Minimal invasive Rekonstruktion des medialen patellofemoralen Ligaments (MPFL) mit der Quadrizepssehne

Christian Fink, Elisabeth Abermann, Mirco Herbort

Zusammenfassung:
Zur Rekonstruktion des medialen patellofemoralen Ligaments (MPFL) wurden zahlreiche Operationstechniken publiziert, wobei vor allem die Sehnen von M. Semitendinosus oder M. Gracilis
als Transplantat verwendet wurden. Trotz überwiegend sehr guter klinischer Ergebnisse dieser Operationsmethoden, haben sich auch Komplikationen wie bspw. Patellafrakturen (durch Bohrkanäle oder Implantate) gezeigt. Bei Rekonstruktionstechniken, die ein Quadrizepssehnentransplantat (QS) verwenden, kann dagegen auf Knochenkanäle an der Patella verzichtet werden. Mehrere Studien über MPFL-Rekonstruktion mit der QS konnten sehr gute klinische und funktionelle Ergebnisse bei niedrigerem Komplikationspotential zeigen. Parallel dazu ergaben experimentelle Studien eine größere Ähnlichkeit biomechanischer Parameter des QS-Transplantats zum unverletzten MPFL als Hamstrings-Transplantate (HS). Wir beschreiben eine minimal invasive MPFL-Rekonstruktionstechnik mit einem Quadrizepssehnenstreifen. Diese Technik stellt eine gute bohrkanalsparende Alternative zu den weit verbreiteten HS-Techniken dar, und ist sowohl für primäre und Revisionseingriffe bei Kindern und Erwachsenen geeignet. Außerdem stellt diese Technik eine bohrkanalsparende Alternative für Kinder mit offenen Wachstumsfugen dar.

Schlüsselwörter:
Femuropatelläre Instabilität, MPFL Rekonstruktion, Quadricepssehne

Zitierweise:
Fink C, Abermann E, Herbort M: Minimal invasive Rekonstruktion des medialen patellofemoralen
Ligaments (MPFL) mit der Quadrizepssehne. OUP 2020; 9: 152–156 DOI 10.3238/oup.2019.0152–0156

Summary: Hamstring tendon (HT) MPFL reconstruction techniques have been shown to successfully restore patella stability, but complications including patella fractures have been reported. Quadriceps tendon (QT) reconstruction techniques with an intact graft pedicle on the patella side have the advantage that patella bone tunnel drillings and implant fixations are no longer needed, reducing risk of patella fractures. Several QT MPFL reconstruction techniques, including minimally invasive surgical (MIS) approaches, have been published with promising clinical results and fewer complications than with HT techniques. Parallel laboratory studies have shown macroscopic anatomy and biomechanical properties of QT are more similar to native MPFL than HT, suggesting QT may more accurately restore native joint kinematics. We describe a minimal invasive MPFL reconstruction technique using a strip of QT. This technique demonstrates promising clinical results and offers a valuable alternative to HT grafts for primary and revision MPFL reconstruction in both children and adults.

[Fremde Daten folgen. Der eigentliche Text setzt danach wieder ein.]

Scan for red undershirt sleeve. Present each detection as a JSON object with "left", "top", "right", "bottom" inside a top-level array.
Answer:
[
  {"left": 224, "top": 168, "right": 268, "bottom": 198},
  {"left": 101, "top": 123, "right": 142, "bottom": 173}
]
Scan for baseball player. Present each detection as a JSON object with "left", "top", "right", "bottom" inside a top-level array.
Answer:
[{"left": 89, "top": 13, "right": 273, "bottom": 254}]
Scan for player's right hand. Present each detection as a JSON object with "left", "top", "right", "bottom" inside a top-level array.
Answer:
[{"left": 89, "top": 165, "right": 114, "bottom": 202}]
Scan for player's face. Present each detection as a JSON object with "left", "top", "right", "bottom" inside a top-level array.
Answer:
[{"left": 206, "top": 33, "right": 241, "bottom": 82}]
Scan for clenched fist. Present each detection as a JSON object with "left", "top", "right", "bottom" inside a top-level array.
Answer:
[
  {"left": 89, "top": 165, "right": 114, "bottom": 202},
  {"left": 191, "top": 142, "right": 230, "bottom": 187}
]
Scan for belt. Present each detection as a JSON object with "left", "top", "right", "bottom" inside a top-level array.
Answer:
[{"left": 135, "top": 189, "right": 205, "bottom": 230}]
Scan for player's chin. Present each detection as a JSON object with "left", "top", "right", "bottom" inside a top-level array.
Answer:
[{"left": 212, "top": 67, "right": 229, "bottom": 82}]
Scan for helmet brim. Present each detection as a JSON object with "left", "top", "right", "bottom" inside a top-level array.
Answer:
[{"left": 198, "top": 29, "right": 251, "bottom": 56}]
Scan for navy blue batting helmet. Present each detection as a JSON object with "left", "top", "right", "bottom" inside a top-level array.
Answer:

Keywords: patellofemoral instability, MPFL reconstruction, Quadricepstendon

Citation: Fink C, Abermann E, Herbort M: Minimal invasive reconstruction of the medial patellofemoral ligament (MPFL) using quadriceps tendon. OUP 2020; 9: 152–156 DOI 10.3238/oup.2019.0152–0156

Christian Fink, Elisabeth Abermann: Gelenkpunkt – Sport und Gelenkchirurgie Innsbruck und Research Unit für Sportmedizin des Bewegungsapparates und Verletzungsprävention, UMIT, Hall

Mirco Herbort: Orthopädische Chirurgie München, OCM Klinik GmbH und Research Unit für Sportmedizin des Bewegungsapparates und Verletzungsprävention, UMIT, Hall

Einleitung

Die Rekonstruktion des medialen patellofemoralen Ligaments (MPFL) zur Behandlung der patellofemoralen Instabilität hat in den letzten Jahren zunehmendes Interesse erlangt [3, 10, 20]. Zahlreiche Operationstechniken wurden publiziert, wobei vor allem die Sehnen von M. Semitendinosus oder M. Gracilis als Transplantat verwendet werden [2, 12, 13, 15, 18, 19]. In den meisten dieser Techniken werden Bohrkanäle und/oder Ankersysteme zur Transplantatfixation an der Patella verwendet. Trotz überwiegend sehr guter klinischer Ergebnisse dieser Operationsmethoden haben sich auch einige Probleme gezeigt [1, 20]. In einer Metaanalyse über MPFL-Rekonstruktionen beschrieben Shah et al. [20] eine Komplikationsrate von 26,1 %. Vor allem Einschränkungen der Knieflexion oder Patellafrakturen (durch vorhandene Knochenkanäle) wurden dabei gefunden.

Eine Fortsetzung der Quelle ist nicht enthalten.